By: IOL Motoring Staff
This chucky little concept, with a face that looks like it belongs in a Cars movie, is the Renault Kwid - and it's on show for the first time right now at the Delhi Auto Show.
That makes it the first Renault concept to premiere outside Europe, underlining Renault's focus on developing markets, particularly in Asia, and the first to come with its very own ‘eye in the sky’, a remote-controlled minicopter that operates from the rotating rear section of the roof.
The Kwid was designed with input from Renault Design India, to appeal to the sub-continent's extremely tech-savvy young adults.
The very short overhangs, protective guards, chunky wings and oversized wheels are intended to make it look like a Dakar Rally buggy; the body is finished in satin grey, with textured grey for functional parts and golden yellow for the contrasting roof and air intake, as well as yellow inserts on the wheels, lower doors and perforated parts.
Yellow and grey are, of course, the Renault corporate colours but they also evoke associations with India: the grey represents the soil, while the yellow and gold symbolise flowers and spices.
According to Mishu Batra, who drew the original sketches, the interior was inspired by a bird's nest. The unusual five-seat layout has three seats in front with the driver in the middle, slightly forward for extra shoulder room, with two seats at the back.
The central driving position, says Batra, means the car can be driven in either right or left hand-drive markets.
The seats, cross-hatched in two-tone elastomer webbing, are designed specifically for hot weather, and are suspended over a solid base in white to give an impression of lightness, with the controls for the rear air conditioning on the back of the driver's seat, feeding cool air through concentric perforations.
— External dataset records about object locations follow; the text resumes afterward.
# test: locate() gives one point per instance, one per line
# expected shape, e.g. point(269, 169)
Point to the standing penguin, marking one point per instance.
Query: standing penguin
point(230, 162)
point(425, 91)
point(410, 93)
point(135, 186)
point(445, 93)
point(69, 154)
The multimedia dashboard is actually a built-in tablet that displays all the car's instrumentation, as well as a operating all the car's infotainment functions via touchscreen controls - including the Flying Companion.
The little drone can be operated in one of two modes: automatically, using a pre-programmed flying sequence and GPS location, or manually using the dashboard tablet as a controller. It's intended for a variety of roles, including scouting traffic, finding an empty parking bay in a vast mall carpark, taking landscape pictures and detecting obstacles on the road ahead.
The Kwid is also a runner, powered by a 1.2-litre turbopetrol engine driving the front wheels through a dual-clutch transmission. There's no gearshift - that's done by swiping miniature touchscreens next to the steering wheel.
All the high-tech features actually work, including the Flying Companion, the electrically operated front bench seat on a centre rail, electrically operated doors and LED lighting.
The concept also has a plug-in socket behind the bonnet logo and built-in provision for batteries; the Kwid could be configured as either a plug-in hybrid, an extended-range electric car or a zero-emission pure electric vehicle with a minimum of design work.